For women with type 1 diabetes (T1DM), type 2 diabetes (T2DM), and gestational diabetes (GDM), poor maternal glycemic control can significantly increase maternal and fetal risk for adverse outcomes. Outpatient medical and nutrition therapy is recommended for all women with diabetes in order to facilitate euglycemia during the antepartum period. Despite intensive outpatient therapy, women with diabetes often require inpatient diabetes management prior to delivery as maternal hyperglycemia can significantly increase neonatal risk of hypoglycemia. Consensus guidelines recommend maternal glucose range of 80-110 mg/dL in labor. The most optimal inpatient strategies for the prevention of hyperglycemia and hypoglycemia proximate to delivery remain unclear and will depend upon factors such as maternal diabetes diagnosis, her baseline insulin resistance, duration and route of delivery etc. Low dose intravenous insulin and dextrose protocols are necessary to achieve optimal predelivery glycemic control for women with T1DM and T2DM. For most with GDM however, euglycemia can be maintained without intravenous insulin. Women treated with a subcutaneous insulin pump during the antepartum period represent a unique challenge to labor and delivery staff. Strategies for self-managed subcutaneous insulin infusion (CSII) use prior to delivery require intensive education and coordination of care with the labor team in order to maintain patient safety. Hospitalization is recommended for most women with diabetes prior to delivery and in the postpartum period despite appropriate outpatient glycemic control.
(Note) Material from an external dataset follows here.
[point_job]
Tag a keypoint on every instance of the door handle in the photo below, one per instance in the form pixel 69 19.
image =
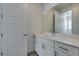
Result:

Women with poorly controlled diabetes in any trimester have an increased baseline maternal and fetal risk for adverse outcomes. Common indications for antepartum hospitalization of these women include failed outpatient therapy and/or diabetic ketoacidosis (DKA). Inpatient management of DKA is a significant cause of maternal and fetal morbidity and remains a common indication for hospitalization of the pregnant woman with diabetes. Changes in maternal physiology increase insulin resistance and the risk for DKA. A systematic approach to its management will be reviewed.